É a crise, atira-me o Sr. Rodrigues, simpático dono do pequeno restaurante onde por vezes a preguiça ou a falta de tempo me mandam buscar o nosso jantar.
Ontem, pelas 19h30 já tinha a porta fechada, ficando a preguiça na pré e obrigando-me a descongelar à pressa uns bifes para grelhar com brócolos cozidos .. o legume eleito pela princesa para este ano ;)
Esta manhã, meio a brincar, refiro-lhe o facto de nos ter deixando à míngua. Ri-se e explica .. é a crise menina.

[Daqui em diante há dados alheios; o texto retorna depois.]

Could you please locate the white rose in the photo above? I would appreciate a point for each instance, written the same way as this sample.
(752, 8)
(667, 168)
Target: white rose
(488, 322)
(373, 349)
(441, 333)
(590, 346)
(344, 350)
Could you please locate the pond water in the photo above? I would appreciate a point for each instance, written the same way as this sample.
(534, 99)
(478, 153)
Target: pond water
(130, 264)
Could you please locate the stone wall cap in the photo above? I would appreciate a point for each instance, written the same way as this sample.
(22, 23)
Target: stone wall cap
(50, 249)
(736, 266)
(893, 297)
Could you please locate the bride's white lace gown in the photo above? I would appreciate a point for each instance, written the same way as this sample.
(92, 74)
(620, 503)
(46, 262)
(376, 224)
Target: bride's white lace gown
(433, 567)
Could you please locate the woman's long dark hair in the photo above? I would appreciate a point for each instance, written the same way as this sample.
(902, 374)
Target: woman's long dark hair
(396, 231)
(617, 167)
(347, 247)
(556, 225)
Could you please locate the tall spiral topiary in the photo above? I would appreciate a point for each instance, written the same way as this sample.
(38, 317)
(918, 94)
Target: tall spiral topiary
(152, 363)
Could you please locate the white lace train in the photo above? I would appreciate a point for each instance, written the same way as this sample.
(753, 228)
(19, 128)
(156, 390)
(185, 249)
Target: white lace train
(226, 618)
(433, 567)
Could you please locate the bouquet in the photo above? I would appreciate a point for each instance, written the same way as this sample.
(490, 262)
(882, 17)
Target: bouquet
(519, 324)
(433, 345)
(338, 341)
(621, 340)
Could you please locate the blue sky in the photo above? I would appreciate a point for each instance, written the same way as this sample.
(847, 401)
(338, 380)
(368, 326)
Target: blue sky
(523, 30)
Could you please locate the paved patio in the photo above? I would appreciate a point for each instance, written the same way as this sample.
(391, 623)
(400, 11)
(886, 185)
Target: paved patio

Não vale a pena estar de porta aberta para dois ou três clientes, desculpe, envergonha-se. Antigamente tinha a casa cheia para o petisco. Agora a seguir ao almoço mais valia fechar.
Termino o café e saio. Venho o caminho a pensar nas tardes em que não havia mesa na esplanada para o petisco, como diz. O Sr. Rodrigues e a sua mulher, a simpática Dª Laura que mantém o hábito de passar discretamente meia dúzia de rebuçados do bolso do avental para a mochila da princesa, afadigavam-se atrás do balcão assando o chouriço, preparando a dobrada ou, em tempo deles, cozendo os caracóis. As imperiais geladas faziam fila em cima do balcão e era um rodopio de gente entrando e saindo.
Fiz um esforço de memória situar esta situação no tempo.
Espanto-me ao verificar que nem um ano passou.

É a crise .. reflicto, rápida, inodora, silenciosa.